Concept Graph & Resume using Claude 3 Opus | Chat GPT4 | Gemini Adv | Llama 3:
Resume:
1.-Speech recognition involves reducing high-rate speech signal to low-rate speech sounds, requiring knowledge from data and textbooks.
2.-Early recognizers used knowledge-based rules or data-driven templates, with data-driven approaches dominating since the 1970s.
3.-Stochastic approach uses Bayes' rule with likelihoods trained on acoustic data and prior probabilities from language data.
4.-Architecture and feature representation are key design choices. Raw speech vs biologically-inspired auditory models considered.
5.-Filtering and smoothing spectra using aspects of human hearing like critical bands and loudness compression helps normalize speaker differences.
6.-Estimating parameters of auditory processing from speech data, not just textbooks, is important.

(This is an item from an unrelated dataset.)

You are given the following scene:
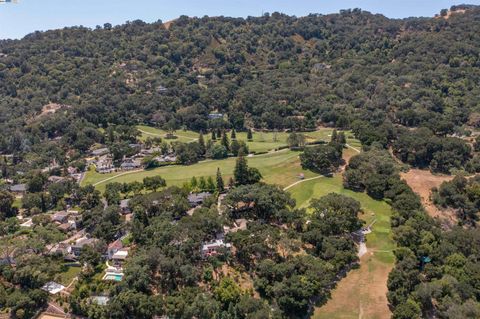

Speech may have evolved to match hearing.
7.-Removing slow spectral variations, similar to cortical processing, helps reduce effects of different frequency responses.
8.-Data-driven discriminative spectral basis using linear discriminant analysis revealed decreasing frequency resolution with increasing frequency, matching human hearing.
9.-Neural networks are useful for deriving small, efficient feature sets like posterior probabilities of speech sounds.
10.-Posterior probabilities can be used directly in hybrid recognition or converted to normally-distributed features for conventional recognizers.
11.-Convolutional nets with shared weights in initial layers learn general auditory filterbank features from data.
12.-Physiological recordings show cortical receptive fields selective to different frequencies, temporal resolutions, and spectral resolutions.
13.-Principal components of receptive fields do bandpass filtering and span 3 critical bands spectrally, as seen in engineered features.
14.-Auditory system maintains information rate by increasing number of neurons as firing rates decrease in higher areas.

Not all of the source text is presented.